Dès 1820, les Égyptiens attaquèrent le massif de Taby, dans le Sennaar, et y furent battus de main de maître ; aussi n’y retournèrent-ils point. Plus tard, Méhémet-Ali ayant entassé à Lobeid des troupes destinées à la conquête du Darfour, et qu’un veto de la Porte retint l’arme au bras, on utilisa ces troupes contre le royaume de Tagali, formidable citadelle de soixante lieues de montagnes semées de bourgs, d’eaux et de belles pâtures. Les Tagalaouïa étaient encouragés par un faki de Zerega qui leur disait : « Les Turcs vont venir, mais ne vous inquiétez pas. Je ferai naître de larges rivières qui les empêcheront de passer. » Toutes les nuits, on voyait de loin des troupes de montagnards courir avec des torches allumées, priant Allah de faire un miracle. Kiritli-Pacha, qui commandait l’armée égyptienne, voulant mettre un terme au rôle que jouait le faki, se le fit amener. « Je sais, lui dit-il, que tu es l’ami des noirs ; tu peux leur rendre un service.
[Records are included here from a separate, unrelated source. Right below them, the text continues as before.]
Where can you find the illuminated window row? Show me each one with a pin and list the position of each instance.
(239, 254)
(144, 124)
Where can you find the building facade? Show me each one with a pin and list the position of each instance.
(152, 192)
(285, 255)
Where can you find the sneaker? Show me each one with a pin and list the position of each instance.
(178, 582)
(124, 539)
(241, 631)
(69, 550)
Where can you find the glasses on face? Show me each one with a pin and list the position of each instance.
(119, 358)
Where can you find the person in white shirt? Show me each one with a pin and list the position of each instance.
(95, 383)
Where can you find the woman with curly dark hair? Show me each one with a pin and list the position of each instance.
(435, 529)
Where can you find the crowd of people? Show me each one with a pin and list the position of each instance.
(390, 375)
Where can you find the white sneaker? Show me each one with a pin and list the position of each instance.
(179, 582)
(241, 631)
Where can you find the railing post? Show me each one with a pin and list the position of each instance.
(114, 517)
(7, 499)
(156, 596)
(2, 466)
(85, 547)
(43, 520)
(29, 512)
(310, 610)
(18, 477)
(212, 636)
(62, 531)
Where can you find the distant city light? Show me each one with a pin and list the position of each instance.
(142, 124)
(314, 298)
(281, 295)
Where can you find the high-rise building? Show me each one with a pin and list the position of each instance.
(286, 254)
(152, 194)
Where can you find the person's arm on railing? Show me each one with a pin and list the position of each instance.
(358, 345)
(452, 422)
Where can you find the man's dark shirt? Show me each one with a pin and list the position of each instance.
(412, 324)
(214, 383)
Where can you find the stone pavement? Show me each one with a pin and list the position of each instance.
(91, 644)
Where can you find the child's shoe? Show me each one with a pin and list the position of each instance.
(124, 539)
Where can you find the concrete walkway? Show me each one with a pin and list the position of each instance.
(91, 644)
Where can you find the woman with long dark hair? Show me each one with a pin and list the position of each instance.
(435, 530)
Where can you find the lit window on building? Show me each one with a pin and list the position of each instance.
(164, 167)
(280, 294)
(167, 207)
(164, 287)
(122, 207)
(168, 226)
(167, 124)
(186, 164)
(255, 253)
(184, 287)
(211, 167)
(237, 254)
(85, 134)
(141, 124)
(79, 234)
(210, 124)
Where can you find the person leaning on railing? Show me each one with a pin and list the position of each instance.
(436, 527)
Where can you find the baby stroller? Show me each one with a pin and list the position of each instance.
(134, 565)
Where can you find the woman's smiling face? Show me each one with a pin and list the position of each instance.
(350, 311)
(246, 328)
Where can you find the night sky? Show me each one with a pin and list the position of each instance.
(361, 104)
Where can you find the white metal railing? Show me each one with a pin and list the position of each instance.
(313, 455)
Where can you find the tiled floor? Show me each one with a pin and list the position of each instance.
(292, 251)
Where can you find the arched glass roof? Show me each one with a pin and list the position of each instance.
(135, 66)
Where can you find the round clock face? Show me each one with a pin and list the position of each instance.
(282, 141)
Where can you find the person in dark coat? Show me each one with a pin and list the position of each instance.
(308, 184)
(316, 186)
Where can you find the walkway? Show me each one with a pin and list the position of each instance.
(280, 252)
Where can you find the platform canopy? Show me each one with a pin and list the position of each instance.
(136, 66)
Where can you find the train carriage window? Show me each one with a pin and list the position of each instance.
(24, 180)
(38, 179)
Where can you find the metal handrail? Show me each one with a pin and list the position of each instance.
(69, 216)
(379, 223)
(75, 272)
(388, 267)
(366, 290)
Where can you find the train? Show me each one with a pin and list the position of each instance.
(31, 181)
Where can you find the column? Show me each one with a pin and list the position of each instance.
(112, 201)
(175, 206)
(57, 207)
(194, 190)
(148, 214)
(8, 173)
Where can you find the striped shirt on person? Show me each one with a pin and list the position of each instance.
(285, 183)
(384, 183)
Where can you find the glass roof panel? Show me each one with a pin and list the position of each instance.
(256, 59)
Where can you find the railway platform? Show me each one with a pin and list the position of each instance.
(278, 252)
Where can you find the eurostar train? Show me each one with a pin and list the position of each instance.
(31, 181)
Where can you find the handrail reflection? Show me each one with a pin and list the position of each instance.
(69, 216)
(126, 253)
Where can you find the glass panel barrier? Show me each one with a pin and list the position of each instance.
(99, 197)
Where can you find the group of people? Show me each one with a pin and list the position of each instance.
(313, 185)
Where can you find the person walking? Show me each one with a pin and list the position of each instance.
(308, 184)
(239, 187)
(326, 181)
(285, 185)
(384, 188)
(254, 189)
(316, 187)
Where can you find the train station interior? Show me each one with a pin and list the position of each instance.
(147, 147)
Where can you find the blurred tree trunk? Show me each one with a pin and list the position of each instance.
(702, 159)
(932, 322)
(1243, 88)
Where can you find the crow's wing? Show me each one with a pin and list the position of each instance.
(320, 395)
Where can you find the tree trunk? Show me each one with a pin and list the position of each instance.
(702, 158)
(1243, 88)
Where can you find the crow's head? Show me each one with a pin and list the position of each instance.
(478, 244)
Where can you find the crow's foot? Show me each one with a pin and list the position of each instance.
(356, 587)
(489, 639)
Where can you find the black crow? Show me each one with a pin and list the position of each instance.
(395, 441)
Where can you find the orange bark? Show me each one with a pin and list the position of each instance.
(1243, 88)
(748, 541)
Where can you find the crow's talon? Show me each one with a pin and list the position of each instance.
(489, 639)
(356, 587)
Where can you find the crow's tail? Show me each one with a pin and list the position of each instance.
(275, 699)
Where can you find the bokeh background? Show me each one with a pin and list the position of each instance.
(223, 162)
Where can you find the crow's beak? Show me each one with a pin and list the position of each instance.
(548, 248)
Je ne leur fais la guerre que pour avoir leur or ; puisque tu te vantes d’en faire, tâche de m’en fabriquer l’équivalent du tribut que je leur demande, et je m’en retournerai. » Le faki, sans sourciller, se met en prière, fait quelques jongleries, et finit par laisser tomber de sa manche une petite pièce d’or de la valeur de 4 piastres (1 franc). « Ce n’est pas assez, dit le pacha. — Seigneur, dit l’indigène, je n’ai pas encore fait mes ablutions ; je ne suis pas en état de sainteté. — Qu’à cela ne tienne ; je vais te faire apporter de l’eau. » Le faki, poussé dans ses derniers retranchemens, essaie encore de payer d’audace ; il a oublié son livre à Lobeid… « C’est trop fort, dit le pacha. Coupez la tête à ce drôle. » Et la sentence fut exécutée.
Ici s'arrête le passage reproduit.